Newly delivered French Rafale fighters and U.S. F-16 warplanes staged a flypast, while helicopters flew overhead and naval vessels escorted the yacht in the televised ceremony.

DELIVERANCE FROM PURGATORY

Thursday was declared a public holiday. Cairo and other cities were decked out in bunting, with fairy lights hung from the Nile river bridges and banners proclaiming "From the mother of the world (Egypt) to the whole world".

Tents for the festivities in Ismailia were erected on the east bank of the canal. A giant statue of a toiling canal worker with shovel in hand looked over the waterway. A towering statue of the ancient Egyptian Pharaonic goddess Isis with wings splayed looked out over the new channel, with the flags of the world flying behind it. Nationalist songs by military brass blared.

Sisi was to host a lavish dinner later on Thursday and guests were to be treated to Verdi's Opera Aida.

The yacht was an ambivalent symbol, since King Farouk, the last monarch to rule Egypt, sailed into exile in Italy aboard it after being ousted by the military in 1952.

Egypt had been reeling from years of turmoil since the Arab Spring uprising that deposed autocrat Hosni Mubarak in 2011, and many of the country's nearly 90 million population have suffered from a slower economy, a fall in tourism and high inflation.

The government believes the New Suez Canal and an industrial zone to be developed around it will seal Egypt's deliverance from economic purgatory - to the skepticism of some.

The project involved extending a waterway parallel to part of the 19th century canal connecting the Mediterranean to the Red Sea, as well as deepening and widening the old channel - the shortest shipping route between Europe and Asia.

In Cairo's Tahrir Square a crowd of about 300 gathered in the square honking horns with the color of the Egyptian flag.

"This isn't just for me, it's for my children and grandchildren. This is for the whole world," said 50-year-old Gamal Amin.

But not everyone was enthralled. "There isn't anything new to be celebrating.
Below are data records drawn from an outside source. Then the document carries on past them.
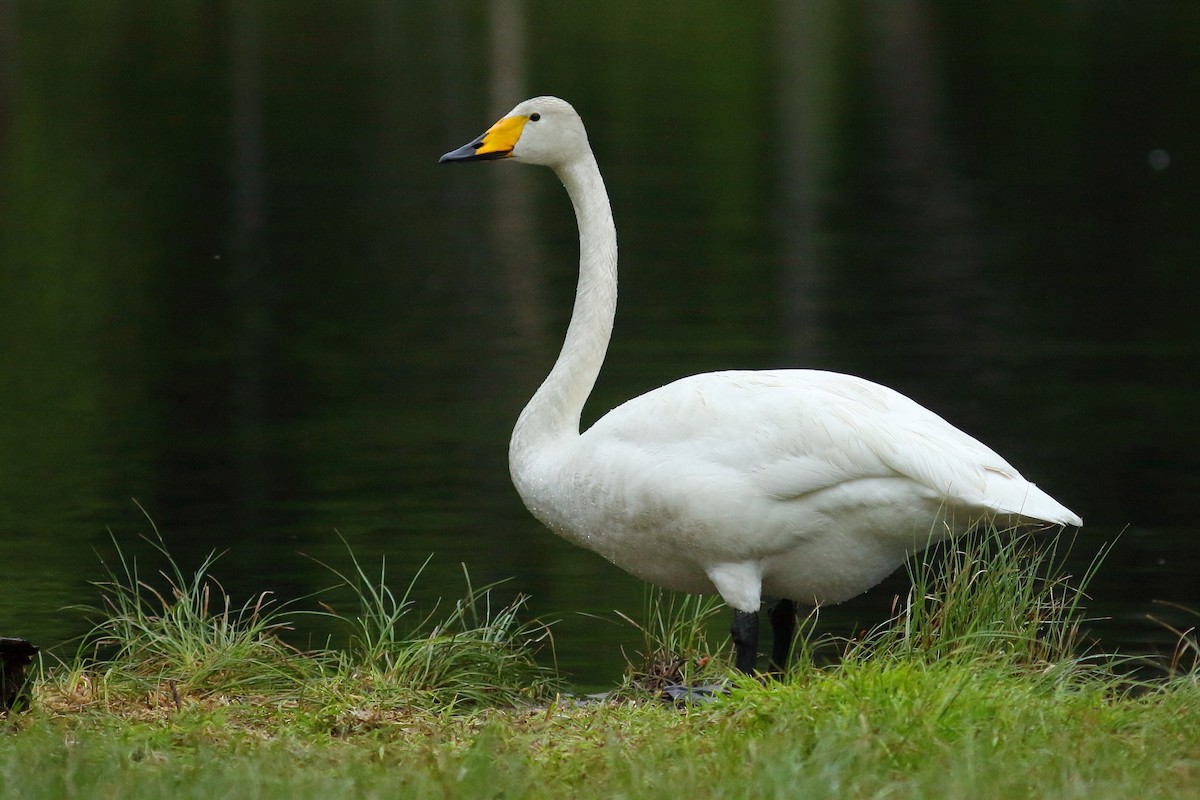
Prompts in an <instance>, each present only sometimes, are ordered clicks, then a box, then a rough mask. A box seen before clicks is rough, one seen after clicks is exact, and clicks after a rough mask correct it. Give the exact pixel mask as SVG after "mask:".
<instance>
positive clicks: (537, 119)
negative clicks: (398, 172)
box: [438, 96, 590, 168]
mask: <svg viewBox="0 0 1200 800" xmlns="http://www.w3.org/2000/svg"><path fill="white" fill-rule="evenodd" d="M589 150H590V148H589V146H588V134H587V132H586V131H584V130H583V120H581V119H580V115H578V114H576V113H575V109H574V108H571V104H570V103H568V102H566V101H565V100H559V98H558V97H548V96H547V97H534V98H532V100H527V101H524V102H523V103H517V107H516V108H514V109H512V110H511V112H509V113H508V114H505V115H504V116H503V118H502V119H500V120H499V121H498V122H497V124H496V125H493V126H492V127H490V128H487V131H486V132H485V133H484V134H482V136H480V137H476V138H475V139H473V140H472V142H470V143H469V144H466V145H463V146H461V148H458V149H457V150H451V151H450V152H448V154H445V155H444V156H442V158H439V160H438V161H439V162H457V161H491V160H496V158H512V160H515V161H523V162H526V163H529V164H541V166H544V167H551V168H558V167H560V166H563V164H565V163H568V162H570V161H572V160H575V158H577V157H580V156H582V155H584V154H587V152H588V151H589Z"/></svg>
There are more important things for Egyptian people that this money could have been used for," said Mahmoud, 24, walking past Tahrir.

WISHFUL THINKING

For many Egyptians, as well as economists and experts, the immediate benefits of the expansion, funded largely by a public subscription in Egypt, are not obvious.

The Suez Canal Authority expects a windfall of additional revenue -- $13.23 billion in annual revenue by 2023 from just over $5 billion in 2014, with the number of daily vessels rising from 49 to 97 over the same period.

But sluggish world trade, competition from an expanded Panama Canal and a slower Chinese economy make it unlikely the project can achieve its revenue targets anytime soon or bring about a significant fall in unemployment from about 13 percent.

Some economists have branded the projections 'wishful thinking' especially since Suez Canal revenue growth has failed to keep pace with growth in world trade since 2011.

But British Defense Secretary Michael Fallon praised the project as a "modern wonder". Britain, Egypt's former colonial power, France and Israel launched an ill-fated attack on Egypt after Nasser nationalized the canal in 1956, but were forced to withdraw largely due to U.S. and Soviet pressure.